In addition, Cluego was also utilized to analyze the functional enrichment of these 10 hub genes. A total of 45 pathways were obtained, which could be grouped into 2 categories: 1. FoxO (forkhead box O, FOXO) signaling pathway; 2. AGE-RAGE signaling pathway in diabetic complications (Fig. 8A,B).

Figure 8
figure 8

The 10 hub genes were mapped for functional enrichment analysis using ClueGo tool. (A) Enriched pathways of 10 genes (different pathways were represented by different colors). (B) Pathway enrichment analysis with ClueGO for the 10 hub genes.

Sub-localization expression analysis of hub genes

With the help of the online database the Human Protein Atlas (http://www.proteinatlas.org)40, we acquired the experimental evidence about the sub-localization of EGFR, JUN, ITGA2, FGF2, CCND1, IL6, MMP9 and MAPK13 respectively. Meanwhile, the information for KRAS and NRAS was not obtained.

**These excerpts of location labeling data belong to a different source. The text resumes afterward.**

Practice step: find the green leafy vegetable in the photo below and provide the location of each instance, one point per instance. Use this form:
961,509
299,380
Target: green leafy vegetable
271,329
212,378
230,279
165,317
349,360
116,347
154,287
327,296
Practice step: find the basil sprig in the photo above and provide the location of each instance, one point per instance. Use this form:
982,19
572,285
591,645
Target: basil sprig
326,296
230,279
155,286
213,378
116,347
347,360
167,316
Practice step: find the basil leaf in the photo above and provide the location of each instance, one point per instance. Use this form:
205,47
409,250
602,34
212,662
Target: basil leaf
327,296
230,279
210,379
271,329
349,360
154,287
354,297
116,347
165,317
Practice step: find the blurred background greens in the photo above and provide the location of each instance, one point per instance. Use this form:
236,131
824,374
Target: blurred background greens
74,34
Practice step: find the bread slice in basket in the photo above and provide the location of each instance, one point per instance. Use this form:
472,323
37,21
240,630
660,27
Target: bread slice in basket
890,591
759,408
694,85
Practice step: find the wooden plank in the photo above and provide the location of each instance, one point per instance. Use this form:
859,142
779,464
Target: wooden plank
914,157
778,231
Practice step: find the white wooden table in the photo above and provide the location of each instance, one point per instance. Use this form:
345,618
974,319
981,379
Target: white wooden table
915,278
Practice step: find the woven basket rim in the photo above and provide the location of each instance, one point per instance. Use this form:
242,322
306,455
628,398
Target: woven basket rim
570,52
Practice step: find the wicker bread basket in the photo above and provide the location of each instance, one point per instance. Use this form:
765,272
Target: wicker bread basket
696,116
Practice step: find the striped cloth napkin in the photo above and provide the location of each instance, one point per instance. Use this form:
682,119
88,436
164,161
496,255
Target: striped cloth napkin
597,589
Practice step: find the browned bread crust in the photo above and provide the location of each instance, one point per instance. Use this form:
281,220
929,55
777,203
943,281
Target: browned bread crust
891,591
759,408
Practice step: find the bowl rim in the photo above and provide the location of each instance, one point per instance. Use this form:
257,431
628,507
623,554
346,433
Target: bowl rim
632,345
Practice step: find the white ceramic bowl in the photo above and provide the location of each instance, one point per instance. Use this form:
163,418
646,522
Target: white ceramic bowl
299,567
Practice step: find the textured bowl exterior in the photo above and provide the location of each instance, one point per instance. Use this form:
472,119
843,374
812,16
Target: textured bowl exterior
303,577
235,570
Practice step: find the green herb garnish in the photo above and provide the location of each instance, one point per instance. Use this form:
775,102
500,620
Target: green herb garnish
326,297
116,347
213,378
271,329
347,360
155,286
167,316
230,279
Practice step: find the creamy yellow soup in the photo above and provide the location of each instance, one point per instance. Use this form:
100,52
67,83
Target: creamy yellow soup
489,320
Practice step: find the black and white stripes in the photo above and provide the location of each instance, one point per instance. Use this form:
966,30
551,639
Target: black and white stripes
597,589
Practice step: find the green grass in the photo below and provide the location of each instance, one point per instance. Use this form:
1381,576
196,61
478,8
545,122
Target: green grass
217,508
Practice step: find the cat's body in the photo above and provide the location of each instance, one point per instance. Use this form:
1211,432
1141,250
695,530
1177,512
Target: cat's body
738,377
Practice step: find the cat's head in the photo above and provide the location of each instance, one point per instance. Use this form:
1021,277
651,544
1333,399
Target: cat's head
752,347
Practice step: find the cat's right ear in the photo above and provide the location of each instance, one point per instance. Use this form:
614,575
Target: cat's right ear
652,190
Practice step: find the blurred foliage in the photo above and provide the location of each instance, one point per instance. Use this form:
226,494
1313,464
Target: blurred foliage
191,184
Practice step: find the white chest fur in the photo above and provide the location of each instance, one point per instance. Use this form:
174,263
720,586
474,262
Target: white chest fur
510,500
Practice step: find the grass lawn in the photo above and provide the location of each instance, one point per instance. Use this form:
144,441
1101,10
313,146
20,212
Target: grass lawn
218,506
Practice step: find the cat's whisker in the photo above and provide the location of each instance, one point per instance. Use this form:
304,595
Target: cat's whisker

The sub-localization of EGFR in human cell line A-431 and U-251 MG, which demonstrated that EGFR protein existed at the plasma membrane of A-431 and U-251 MG cells41 (Fig. 9). Figures S2S8 showed that the sub-localizations of JUN, ITGA2, FGF2, CCND1, IL6, MMP9 and MAPK13 in diverse human cell lines41, which demonstrated that the hub genes (JUN, ITGA2, FGF2, CCND1, IL6, MMP9 and MAPK13) distributed at different zones of the cells (Table S3).

Figure 9
figure 9

EGFR localization in human cells41 (https://www.proteinatlas.org/ENSG00000146648-EGFR/cell). (A) The localization of EGFR protein in human cells. Blue: nucleus; Green: EGFR; Red: microtubules. (B): Proposed schematic outline of EGFR in human cells (The Human Protein Atlas images are licensed under CC BY-SA 3.0 (https://creativecommons.org/licenses/by-sa/3.0/), (https://creativecommons.org/licenses/by-sa/3.0/legalcode)).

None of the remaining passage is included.